With respect to hyperparameter choices, remember that standard unpenalized logistic regression has no hyperparameters to choose. It provides a model of class-membership probabilities. You only produce a decision boundary when you impose a probability cutoff for predicting class membership, based on some decision about relative costs and benefits of different misclassifications. That choice of cutoff might be considered a hyperparameter, but that comes after the logistic regression per se.
You do have hyperparameter choices to make if you choose the complexity of feature transformations by cross-validation or if you use penalization. In either case, however, the predictor function provided by the logistic regression model will still be linear in the coefficients of the features, however the features were transformed and however the coefficients were penalized. So the nature of the ultimate decision boundary remains the same as for standard logistic regression even if its location, the dimensions of its feature space, or its direction in feature space are different. Is that still a "first degree decision boundary" if some of the features have been non-linearly transformed from their originally observed values? I wouldn't worry too much about that terminology.
See section 4.2 of Harrell's Regression Modeling Strategies or of his associated class notes for guidance on cases per feature in different types of regressions. Chapters 6 and 7 of An Introduction to Statistical Learning provide one introduction to penalized methods. See Chapter 7 of The Elements of Statistical Learning for extensive discussion of what types of error you can estimate with these approaches even if you had more data. An important and difficult question is how well your "test error" would generalize to a new sample from the same underlying population.
Where to go from here
You want to "provide a proof-of-concept of application of Machine Learning in my research field." So you have to set up tests that will fairly represent how machine learning might be applied.
Note that with 14 cases and 6 features it is possible to include all predictors in an unpenalized linear model. The theoretical impossibility of an unpenalized linear model arises when the number of features exceeds the number of cases. So your model including all features is not violating a strict "high dimensionality" cutoff, although the unpenalized model will probably be overfit.
Also, there are 3 potential problems in the way you are performing cross validation.
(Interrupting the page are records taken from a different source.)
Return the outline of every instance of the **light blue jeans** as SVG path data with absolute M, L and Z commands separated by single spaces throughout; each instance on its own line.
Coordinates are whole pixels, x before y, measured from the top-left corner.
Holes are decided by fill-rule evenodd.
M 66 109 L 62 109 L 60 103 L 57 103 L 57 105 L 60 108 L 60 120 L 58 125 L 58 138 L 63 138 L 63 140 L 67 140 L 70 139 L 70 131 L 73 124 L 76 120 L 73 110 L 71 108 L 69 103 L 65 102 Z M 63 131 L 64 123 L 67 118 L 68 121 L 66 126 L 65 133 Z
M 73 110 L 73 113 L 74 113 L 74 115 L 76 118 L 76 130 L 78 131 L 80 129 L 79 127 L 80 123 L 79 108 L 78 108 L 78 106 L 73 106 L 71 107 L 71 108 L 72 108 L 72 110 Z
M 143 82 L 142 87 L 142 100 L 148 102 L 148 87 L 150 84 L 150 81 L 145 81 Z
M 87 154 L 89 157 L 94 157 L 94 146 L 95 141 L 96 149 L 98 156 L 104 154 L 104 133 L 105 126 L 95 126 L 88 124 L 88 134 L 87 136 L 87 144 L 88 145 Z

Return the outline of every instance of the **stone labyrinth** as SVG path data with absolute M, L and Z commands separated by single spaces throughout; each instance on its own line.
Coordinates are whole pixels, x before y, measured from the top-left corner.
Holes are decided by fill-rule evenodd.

First, leave-one-out cross validation is not always a good choice, as discussed in detail on this page.
Second you seem to be using classification error as the measure of model quality. If so, that is probably not wise as misclassification error depends on your particular choice of a cutoff for the probabilities returned by your logistic regression model. A proper scoring rule like the Brier score is probably a better choice. It's best to first optimize the probability predictions, then apply whatever cutoff makes sense for classification (if classification is necessary). Although the Brier score is the mean-square error between predicted probabilities from the logistic model and the actual (0,1) values, note that no logistic regression is a "least squares fit," as a logistic model has no closed-form solution and the fit is based on maximum likelihood.
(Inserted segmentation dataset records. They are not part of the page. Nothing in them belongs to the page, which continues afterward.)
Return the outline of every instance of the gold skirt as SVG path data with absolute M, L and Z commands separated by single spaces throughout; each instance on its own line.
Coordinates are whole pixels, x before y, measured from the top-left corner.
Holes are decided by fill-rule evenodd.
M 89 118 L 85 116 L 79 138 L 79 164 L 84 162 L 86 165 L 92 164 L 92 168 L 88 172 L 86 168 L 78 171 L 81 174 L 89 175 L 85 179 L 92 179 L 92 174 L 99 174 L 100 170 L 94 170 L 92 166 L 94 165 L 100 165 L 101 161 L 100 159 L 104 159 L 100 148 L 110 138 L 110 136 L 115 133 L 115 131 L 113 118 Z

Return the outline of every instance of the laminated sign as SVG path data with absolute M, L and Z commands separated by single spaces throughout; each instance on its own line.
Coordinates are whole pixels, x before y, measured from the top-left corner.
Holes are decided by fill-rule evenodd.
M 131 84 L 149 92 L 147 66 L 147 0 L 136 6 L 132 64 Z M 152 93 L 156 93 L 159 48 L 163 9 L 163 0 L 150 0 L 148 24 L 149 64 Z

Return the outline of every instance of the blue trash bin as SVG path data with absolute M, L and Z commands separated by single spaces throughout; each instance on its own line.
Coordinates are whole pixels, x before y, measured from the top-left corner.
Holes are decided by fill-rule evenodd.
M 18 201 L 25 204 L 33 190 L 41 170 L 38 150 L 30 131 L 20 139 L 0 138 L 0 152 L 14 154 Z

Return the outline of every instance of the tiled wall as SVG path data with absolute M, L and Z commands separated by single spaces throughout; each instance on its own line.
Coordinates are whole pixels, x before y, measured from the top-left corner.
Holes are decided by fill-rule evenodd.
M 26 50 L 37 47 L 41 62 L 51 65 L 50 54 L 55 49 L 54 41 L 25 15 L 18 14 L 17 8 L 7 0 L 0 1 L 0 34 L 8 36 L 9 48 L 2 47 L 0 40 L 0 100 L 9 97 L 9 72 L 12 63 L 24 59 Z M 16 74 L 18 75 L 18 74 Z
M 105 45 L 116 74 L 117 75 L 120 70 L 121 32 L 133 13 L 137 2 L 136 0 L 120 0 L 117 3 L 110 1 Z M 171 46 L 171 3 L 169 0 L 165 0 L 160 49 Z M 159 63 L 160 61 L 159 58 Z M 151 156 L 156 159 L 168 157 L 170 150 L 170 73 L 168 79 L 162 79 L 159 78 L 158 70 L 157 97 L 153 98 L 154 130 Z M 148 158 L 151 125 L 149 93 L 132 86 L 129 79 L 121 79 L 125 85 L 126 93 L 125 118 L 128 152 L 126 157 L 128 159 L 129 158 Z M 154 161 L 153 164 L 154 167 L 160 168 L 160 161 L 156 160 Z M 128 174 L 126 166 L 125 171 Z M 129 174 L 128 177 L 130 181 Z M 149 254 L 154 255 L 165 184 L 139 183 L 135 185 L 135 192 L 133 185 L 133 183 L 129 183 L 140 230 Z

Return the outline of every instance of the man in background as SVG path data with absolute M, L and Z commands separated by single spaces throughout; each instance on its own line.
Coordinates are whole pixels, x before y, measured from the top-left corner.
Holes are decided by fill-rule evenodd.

Third, it's not clear whether you standardized your continuous features before the ridge regression analysis. As the ridge penalty is applied to the sum of squares of all coefficients, without standardization you get different results if a predictor based on length, say, is measured in miles versus millimeters. (Some software does this automatically for you, then transforms coefficients back to the original scales.)
When studies in your field involve such a low ratio of cases to predictors, then there is not much hope of doing substantially better than what you already have done. As you might expect, the more complex models tend to require more penalization and it's not really clear that any of them will outperform the standard unpenalized (and likely overfit) model even if you use a proper scoring rule like the Brier score.
You could, however, consider using your knowledge of the subject matter to design simulations of data sets (with appropriate choices of coefficients and error terms) to evaluate how machine learning techniques might be of value in larger-scale studies.